Ingrid Klimke holt Bronze bei FEI-Weltreiterspielen trotz dramatischem Finale
Anna KrauseIngrid Klimke holt Bronze bei FEI-Weltreiterspielen trotz dramatischem Finale
Ingrid Klimke und SAP Hale Bob OLD beweisen erneut ihre Überlegenheit im Vielseitigkeitsreiten
Die deutsche Vielseitigkeitsreiterin Ingrid Klimke und ihr langjähriger Partner SAP Hale Bob OLD haben bei den FEI-Weltreiterspielen in Tryon einmal mehr ihre Dominanz unter Beweis gestellt. Trotz eines kostspieligen Fehlers in den letzten Sekunden sicherten sie sich die individuelle Bronzemedaille – mit einer herausragenden Leistung.

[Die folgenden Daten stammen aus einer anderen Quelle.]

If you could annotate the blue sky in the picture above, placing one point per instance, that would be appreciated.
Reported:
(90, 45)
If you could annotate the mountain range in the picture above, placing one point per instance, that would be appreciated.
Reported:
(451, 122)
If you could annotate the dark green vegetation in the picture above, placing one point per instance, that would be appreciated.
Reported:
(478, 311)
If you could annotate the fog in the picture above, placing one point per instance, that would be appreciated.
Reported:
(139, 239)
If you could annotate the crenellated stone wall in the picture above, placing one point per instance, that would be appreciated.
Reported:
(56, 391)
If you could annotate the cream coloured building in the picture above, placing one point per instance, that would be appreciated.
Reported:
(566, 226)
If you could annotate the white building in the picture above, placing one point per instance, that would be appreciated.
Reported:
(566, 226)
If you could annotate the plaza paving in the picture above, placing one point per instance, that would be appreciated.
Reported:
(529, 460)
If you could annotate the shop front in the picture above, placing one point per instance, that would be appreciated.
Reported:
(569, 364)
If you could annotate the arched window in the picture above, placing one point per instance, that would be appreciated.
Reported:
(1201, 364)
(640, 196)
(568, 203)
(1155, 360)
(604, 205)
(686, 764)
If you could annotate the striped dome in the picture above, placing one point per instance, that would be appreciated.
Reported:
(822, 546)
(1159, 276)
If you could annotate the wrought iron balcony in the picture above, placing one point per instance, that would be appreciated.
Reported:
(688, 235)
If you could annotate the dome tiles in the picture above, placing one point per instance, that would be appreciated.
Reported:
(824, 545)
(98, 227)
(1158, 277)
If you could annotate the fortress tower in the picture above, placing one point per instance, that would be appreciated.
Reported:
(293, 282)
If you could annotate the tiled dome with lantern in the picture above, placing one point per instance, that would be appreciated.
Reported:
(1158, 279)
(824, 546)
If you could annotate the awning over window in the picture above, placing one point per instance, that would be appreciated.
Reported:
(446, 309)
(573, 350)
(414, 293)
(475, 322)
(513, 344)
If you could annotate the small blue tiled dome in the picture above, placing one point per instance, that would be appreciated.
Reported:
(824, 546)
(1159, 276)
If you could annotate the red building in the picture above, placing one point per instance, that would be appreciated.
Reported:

Seit 2010 bilden Klimke und der Hannoveraner Wallach eines der erfolgreichsten Gespanne im modernen Vielseitigkeitssport. Ihr beeindruckender Palmares umfasst über 30 Top-Fünf-Platzierungen bei internationalen Wettbewerben, darunter zwölf Siege.
Früh in ihrer gemeinsamen Karriere feierten sie große Erfolge wie den Sieg beim CCI4 in Pau 2014 und die Europameisterschaft 2015. Zwei Jahre später trugen sie maßgeblich zum Gewinn der Mannschafts-Silbermedaille für Deutschland bei den Olympischen Spielen in Rio de Janeiro bei. Zuletzt triumphierten sie 2018 beim CIC2 in Kreuth sowie bei der Event Rider Masters in Wiesbaden (CIC3*).
Bei den FEI-Weltreiterspielen in Tryon begannen sie stark: Nach der Dressur lagen sie auf Platz zwei, übernahmen dann nach einer fehlerfreien Geländerunde die Führung. Doch ein einziger Abwurf im abschließenden Springparcours kostete sie schließlich den Sieg – am Ende blieb Bronze.
Schon vor Tryon hatten sie mit Platz zwei beim CIC3 in Lühmuhlen und Rang vier in Strzegom (ebenfalls CIC3) ihre Topform demonstriert. Klimke lobte die "spektakuläre Leistung" von SAP Hale Bob OLD und betonte die konsequente Klasse des Paares über die Jahre.
Trotz des knappen Verpassens des WM-Titels bleibt ihre Bilanz beeindruckend: Mit einer langen Reihe von Podestplatzierungen und Meisterschaftserfolgen zählen sie weiterhin zur Weltspitze – und werden auch in den kommenden Saisonen mit Spitzenleistungen rechnen.